Ia menyebutkan sudah dua tahun berjalan, pembayaran yang diterima pihaknya tak kunjung lunas dimana menyisakan kekurangan yang belum dilunasi oleh perantara yang mengaku sebagai anak buah kepala Desa Segarajaya.
Tarini pun menyatakan bahwa pembayaran memang sudah diterimanya sebagian dengan dilakukannya pembayaran secara dicicil. Ihwal pembayaran yakni Rp 20 juta, Rp 30 juta, Rp 15 juta, Rp 15 juta, Rp 10 juta dan Rp 10 juta dengan total pembayaran Rp 100 juta.
“Ini minta Rp 10 juta lagi udah kayak orang ngemis ngomongnya nanti nunggu lunas kalau sertifikat keluar. Kata saya masalah sertifikat mah gampang anak saya kerja yang bayar sisa 1 tahun lagi (cicilan),” tambah Tarini.
Diketahui, Tarini membeli lahan ditahun 1985 dimana ketika itu wilayah pesisir Desa Segarajaya masih berbentuk daratan. Ia juga mengaku tidak mengetahui bahwa tanah yang dibeli oleh perantara pihak desa akan dijual kembali ke perusahaan untuk pembangunan pelabuhan Tarumajaya.
“Dari pertama saya udah sertifikat hak milik. Saya beli dari tahun 1985, awal mulanya mah daratan. Tadinya mah saya butuh, berhubunng sertifikat lagi digadai, saya udah bilang ke dia (perantara) gak bisa karna posisi sertifikat di bank. kata dia tidak apa apa yang penting anak ibu bayar cicilan dengan benar,” terang Tarini.
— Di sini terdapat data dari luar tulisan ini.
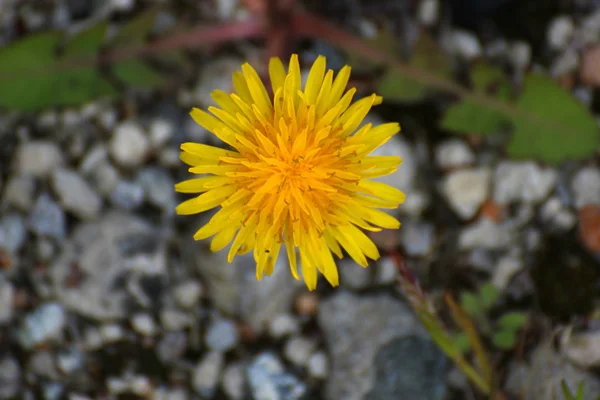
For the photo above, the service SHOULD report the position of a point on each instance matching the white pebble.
(129, 145)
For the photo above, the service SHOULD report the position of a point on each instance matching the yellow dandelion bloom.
(296, 171)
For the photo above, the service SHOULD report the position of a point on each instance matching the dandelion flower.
(297, 171)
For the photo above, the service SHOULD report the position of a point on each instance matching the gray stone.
(560, 32)
(486, 234)
(75, 194)
(234, 289)
(7, 292)
(47, 218)
(548, 369)
(466, 190)
(19, 192)
(283, 325)
(44, 324)
(234, 381)
(161, 131)
(318, 365)
(187, 294)
(353, 346)
(143, 324)
(417, 237)
(130, 145)
(586, 186)
(38, 158)
(12, 232)
(128, 195)
(453, 153)
(171, 346)
(205, 376)
(268, 380)
(221, 335)
(174, 320)
(117, 247)
(465, 44)
(411, 368)
(352, 275)
(298, 350)
(523, 182)
(158, 187)
(10, 377)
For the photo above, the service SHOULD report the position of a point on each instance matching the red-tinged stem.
(203, 36)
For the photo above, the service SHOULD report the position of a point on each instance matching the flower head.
(296, 171)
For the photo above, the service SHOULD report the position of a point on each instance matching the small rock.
(466, 190)
(582, 349)
(428, 12)
(352, 275)
(172, 346)
(417, 238)
(7, 293)
(44, 324)
(161, 131)
(506, 268)
(234, 381)
(590, 61)
(519, 54)
(353, 346)
(128, 195)
(553, 212)
(205, 376)
(144, 324)
(522, 182)
(129, 145)
(465, 44)
(19, 192)
(10, 378)
(75, 194)
(188, 294)
(216, 74)
(283, 325)
(12, 232)
(158, 187)
(387, 272)
(560, 32)
(453, 153)
(268, 380)
(38, 158)
(485, 233)
(586, 186)
(221, 335)
(298, 350)
(47, 218)
(111, 333)
(318, 365)
(174, 320)
(70, 361)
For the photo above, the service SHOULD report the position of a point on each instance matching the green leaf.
(512, 320)
(471, 304)
(567, 391)
(504, 339)
(488, 294)
(461, 342)
(136, 31)
(563, 128)
(136, 74)
(28, 91)
(470, 117)
(78, 84)
(426, 56)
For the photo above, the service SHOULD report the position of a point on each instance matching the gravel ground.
(105, 295)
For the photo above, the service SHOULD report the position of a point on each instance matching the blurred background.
(105, 295)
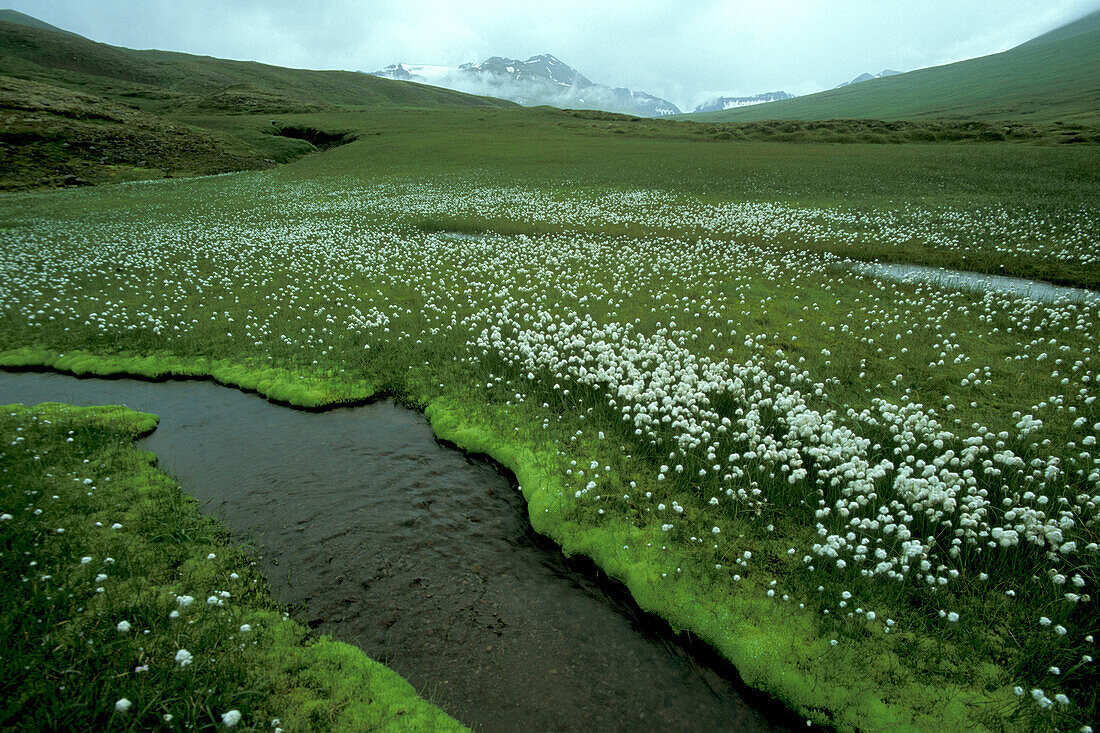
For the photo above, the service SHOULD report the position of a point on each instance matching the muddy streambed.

Hal serupa juga dialami oleh Arni (54) warga Kampung Paljaya. Ia memiliki tanah seluas 1.540 meter yang dibeli oleh perantara yakni pihak desa sebesar Rp 500 ribu permeter dengan total harga jual Rp 750 juta. Pembayaran yang diperantarai oleh pihak desa pun juga mandek. Arni mengaku lahan miliknya itu masih berbentuk Akta Jual Beli (AJB).
“Udah dua kali pembayaran pertama RP 150 juta, kedua Rp 500 juta. Terus masih ada sisanya yang 200 meter itu belum ada penyelesaian. Surat-surat masih ada sama saya, belum ada pindah tangan, masih AJB. Tapi sama dia udah diserfitikatin malah. Padahal pengalihan atas nama belum,” tutur Arni.
Transaksi jual beli itu, lanjut Arni, juga dilakukan pada tahun 2022. Dari 200 meter lahan miliknya yang belum dibayar terdapat kekurangan sekitar Rp 100 juta. Arni telah mencoba menagihnya hingga ke Kantor Desa namun tidak dapat menjumpainya. Padahal lahan miliknya yang 200 meter tersebut telah diuruk.
“Kalau saya datengin, dia ngumpet lurahnya. Kalau gak diuruk gak jadi masalah gak dibayar tidak apa apa yang penting lahan saya jangan diuruk, tapi sama di diuruk,” keluhnya.